All public service utility watermains must be disinfected/sterilized (commonly with chlorine) and tested for bacteria presence prior to opening to the public. Organic materials getting inside the pipe in a dark, wet environment are sources for bacteria growth. The disinfection, ‘shocking’, or ‘cooking’ of the water main is most commonly done prior to ‘tying-in’ a waterline to an adjacent system. However, sometimes a local authority will allow the contractor to tie one end of the new main directly into an existing system, with the nearest existing gate valve remaining in the off position. Disinfection is typically done with chlorine tablets which have adhesive on one side and are stuck to the inside of each pipe as they are laid or just prior to. Disinfection may also be done (especially when chlorination will be done after the pressure test) by way of a chlorination tap which is often installed near the ‘tie-in points’. Chlorination taps may also be used as flushing points if the water main has yet to pass bacteria testing.
After the initial shocking (usually a minimum of 24 hours), a water main is flushed, refilled, (sometimes flushed again and refilled) to rid the pipe of as much ‘bacteria-susceptible’ water as physically possible (though completely flushing it of all water is next to impossible). The pipe is often flushed at hydrants in between closed valves but can also be flushed at the tapped cap (aka blowoff) end.. If flushing at hydrants, they will typically need to be opened up wide for flushing to allow for significant thrust to drive out all water, dirt, rocks, and potential contaminants. This can pose as a challenge for public safety and also highly chlorinated water can kill grass, vegetation, and aquatic life. Because of this reason, the public authority may require that chlorinated water be pumped into a nearby storm sewer, sanitary sewer, or in extreme cases a tank truck for offsite disposal.

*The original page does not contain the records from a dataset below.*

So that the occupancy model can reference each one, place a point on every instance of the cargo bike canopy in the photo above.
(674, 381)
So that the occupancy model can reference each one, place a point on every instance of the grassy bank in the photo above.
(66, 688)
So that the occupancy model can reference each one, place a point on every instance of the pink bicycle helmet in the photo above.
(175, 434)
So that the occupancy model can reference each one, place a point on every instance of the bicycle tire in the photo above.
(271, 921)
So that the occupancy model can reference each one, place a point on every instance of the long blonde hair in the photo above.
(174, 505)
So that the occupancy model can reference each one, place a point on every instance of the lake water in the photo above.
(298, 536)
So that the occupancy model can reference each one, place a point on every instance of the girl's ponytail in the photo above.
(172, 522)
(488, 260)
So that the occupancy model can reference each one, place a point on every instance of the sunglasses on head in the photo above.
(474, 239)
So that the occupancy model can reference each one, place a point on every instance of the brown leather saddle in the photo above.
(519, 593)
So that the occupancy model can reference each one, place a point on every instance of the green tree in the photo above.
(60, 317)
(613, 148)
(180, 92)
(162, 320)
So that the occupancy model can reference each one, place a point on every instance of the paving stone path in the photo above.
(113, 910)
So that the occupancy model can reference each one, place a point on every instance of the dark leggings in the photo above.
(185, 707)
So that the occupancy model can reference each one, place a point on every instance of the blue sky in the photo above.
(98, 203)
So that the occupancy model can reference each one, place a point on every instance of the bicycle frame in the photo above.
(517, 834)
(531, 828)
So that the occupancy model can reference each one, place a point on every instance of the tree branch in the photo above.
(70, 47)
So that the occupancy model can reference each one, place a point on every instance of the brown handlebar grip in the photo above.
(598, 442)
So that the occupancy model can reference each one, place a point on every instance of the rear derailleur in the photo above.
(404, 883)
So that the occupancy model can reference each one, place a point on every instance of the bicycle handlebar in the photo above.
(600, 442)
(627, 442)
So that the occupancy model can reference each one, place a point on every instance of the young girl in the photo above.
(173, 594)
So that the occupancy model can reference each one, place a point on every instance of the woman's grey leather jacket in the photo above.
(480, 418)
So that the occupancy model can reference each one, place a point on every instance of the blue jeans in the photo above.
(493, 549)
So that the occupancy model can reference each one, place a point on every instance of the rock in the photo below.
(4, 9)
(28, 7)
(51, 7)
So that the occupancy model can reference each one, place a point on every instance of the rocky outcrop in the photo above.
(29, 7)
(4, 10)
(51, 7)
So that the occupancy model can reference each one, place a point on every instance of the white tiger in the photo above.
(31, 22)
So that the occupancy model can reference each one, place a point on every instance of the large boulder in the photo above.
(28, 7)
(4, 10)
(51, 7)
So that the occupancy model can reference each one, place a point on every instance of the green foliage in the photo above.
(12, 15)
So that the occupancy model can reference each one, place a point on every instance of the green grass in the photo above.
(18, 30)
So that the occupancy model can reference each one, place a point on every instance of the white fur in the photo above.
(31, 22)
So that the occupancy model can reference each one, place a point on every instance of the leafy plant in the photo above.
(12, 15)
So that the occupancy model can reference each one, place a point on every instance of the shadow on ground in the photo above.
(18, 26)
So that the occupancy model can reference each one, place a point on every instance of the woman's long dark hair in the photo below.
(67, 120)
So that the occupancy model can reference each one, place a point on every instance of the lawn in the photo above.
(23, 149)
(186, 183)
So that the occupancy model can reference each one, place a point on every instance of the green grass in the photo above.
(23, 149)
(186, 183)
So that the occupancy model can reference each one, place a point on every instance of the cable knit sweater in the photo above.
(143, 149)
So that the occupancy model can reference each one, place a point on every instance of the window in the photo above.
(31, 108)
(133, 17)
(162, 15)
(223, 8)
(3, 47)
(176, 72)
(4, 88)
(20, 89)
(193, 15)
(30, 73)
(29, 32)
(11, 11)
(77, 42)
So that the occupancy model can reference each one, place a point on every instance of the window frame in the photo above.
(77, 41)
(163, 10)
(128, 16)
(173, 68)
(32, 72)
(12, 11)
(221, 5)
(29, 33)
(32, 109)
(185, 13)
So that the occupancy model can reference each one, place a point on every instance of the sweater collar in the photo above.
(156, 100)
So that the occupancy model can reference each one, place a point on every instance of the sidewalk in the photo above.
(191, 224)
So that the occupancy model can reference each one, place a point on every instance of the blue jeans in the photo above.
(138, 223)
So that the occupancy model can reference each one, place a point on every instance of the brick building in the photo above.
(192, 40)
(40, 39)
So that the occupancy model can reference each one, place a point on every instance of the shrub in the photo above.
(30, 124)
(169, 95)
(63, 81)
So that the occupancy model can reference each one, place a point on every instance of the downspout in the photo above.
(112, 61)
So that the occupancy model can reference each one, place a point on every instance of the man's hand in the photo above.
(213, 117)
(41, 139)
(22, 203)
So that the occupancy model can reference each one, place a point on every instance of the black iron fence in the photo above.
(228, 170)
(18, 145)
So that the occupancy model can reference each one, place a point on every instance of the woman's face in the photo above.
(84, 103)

After the final flush/refill it is common for the watermain to be cleared of excess air or ‘burped’ as there should be as little air as possible in the line prior to pressure testing. Once ready, a several samples from different areas of the pipeline are commonly taken for bacteria testing. The amount of samples taken will depend on how stringent the owners requirements and how long of a run of pipeline was installed. This testing is typically done in a laboratory and will usually take anywhere from 48 to 72 hours for results to come back. It is common for 2 passing tests to be required at 24 hour intervals for passing results. If the tests come back and one or both do not pass, the watermain must be flushed, refilled, re-sterilized, and retested until passing tests are achieved.
Order of Operations
The efforts of pressure testing and chlorinating a main for bacteria testing, are often intertwined and will influence eachother. It is common for a public authority to require that bacteria testing is done prior to pressure testing assuring that if bacteria is present in the testing water and there is a leak, it won’t backflow into the existing system or leak into the groundwater. Some authorities however will allow the contractor to pressure test prior to bacteria testing, particularly if they trust that the contractor was cautious about not allowing foreign objects into the watermain that might lead to a failing bacteria test. Bacteria testing as a requirement prior to pressure testing, can be problematic for the contractor because if there are leaks/infiltrations to be repaired, it may require the bacteria testing to be done again after re-flushing, re-filling, and pressure testing passes prolonging the overall process, adding cost to the project and time to the schedule.